Untuk sekian detik, Patra terkesiap.

Gadis di bawah matanya ini sedang menuju penghabisan nyawa, namun nyalinya tetap membara. Patra melepaskan tangan Asia dari snelinya, menegakkan tubuh, tersenyum manis sebagai bentuk apresiasi atas keputusan gegabah pasien kecilnya.

"Deal.

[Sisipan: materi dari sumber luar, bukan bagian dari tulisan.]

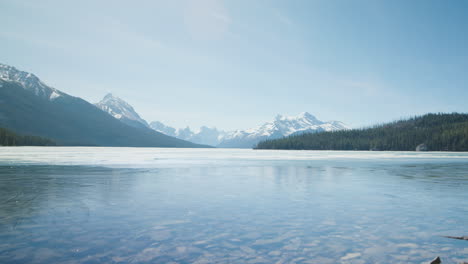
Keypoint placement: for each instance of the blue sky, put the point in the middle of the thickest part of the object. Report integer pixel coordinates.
(235, 64)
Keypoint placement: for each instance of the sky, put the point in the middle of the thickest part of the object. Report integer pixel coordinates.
(236, 64)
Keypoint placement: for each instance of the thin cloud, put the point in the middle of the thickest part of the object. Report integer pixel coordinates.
(207, 19)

Selamat siang dan beristirahat, Akasia, dari om-om random yang bukan siapa-siapa." Patra menutup dengan ringan, sebelum melangkah keluar dari kamar 219.

•°•°•

spina: (Latin) tulang punggung

costae: (Latin) tulang rusuk

dispnea: napas pendek-pendek

ventrikel: bilik jantung (kanan-kiri), bagian jantung yang memompa darah ke luar

aritmia: detak jantung tidak teratur, bisa takikardi (sangat cepat) atau brakikardi (sangat lambat)

sinkop: pingsan

PJB (Penyakit Jantung Bawaan (lahir)), salah satunya adalah:

ALVC (arrhythmogenic left ventricular cardiomyopathy) atau displasia ventrikel kiri aritmogenik. Jaringan otot ventrikel kiri digantikan oleh jaringan parut (fibro-fatty) secara progresif. Mirip kanker tapi bukan kanker (?) lebih tepatnya displasia.

ALVC with RV (right ventricular) involvement. Sama kayak di atas, tapi jaringan parutnya nyebar ke ventrikel kanan juga. Lebih akut daripada yang ALVC saja.

LVAD (left ventricular assist device) alat bantu jantung untuk memompa darah ke seluruh tubuh. Sebenernya bagus tapi alatnya ribet. Sangat nggak nyaman buat ceue apalagi yang badan mini kayak Asia, bikin stress trus komplikasi. Alatnya kayak gini:

Defib (defibrillator). Alat untuk mengirim shock ke jantung jika terjadi gagal jantung. Kalo di film itu yg ada 2, bentuknya kek setrika, ditempel ke dada buat kejut. Tapi yg dimaksud Patra dalam hal ini defibrilator implan (ICD - Implantable Cardioverter Defibrillator) yg tertanam di bawah kulit, bukan si setrika. Alatnya kayak gini:

Metoprolol: salah satu beta-blocker buat takikardi

Kateter vena sentral (PICC - peripherally inserted central catheter). Karena Asia butuh terapi intravena jangka panjang dan gak mungkin disuntik-suntik mulu karena bisa merusak pembuluh darah, dia dipasangi PICC. Semacam kateter iv biasa, tapi selangnya ditanam dalam vena dan bisa untuk jangka panjang. Langsung terhubung ke vena setral di dekat jantung. Alatnya kayak gini:

Apa lagi, ya?

Ah, ya, selamat tahun baru 2021 buat kita semua. Selamat karena kita sudah "lulus" dari 2020 dan segala dramanya. Kita semua hebat, betul? Semoga tahun ini segala hal positif datang kepada kita—kecuali hasil rapid/antigen/swab positif.

Apa resolusi kalian untuk 2021? Cerita, dong? Hihihi.

Me: Nulis minimal 1000 kata perhari dan membaca minimal 1 buku perminggu. Aku tim ebook, sebab kirim buku cetak dari Indo sangat tyda efisien wkwk.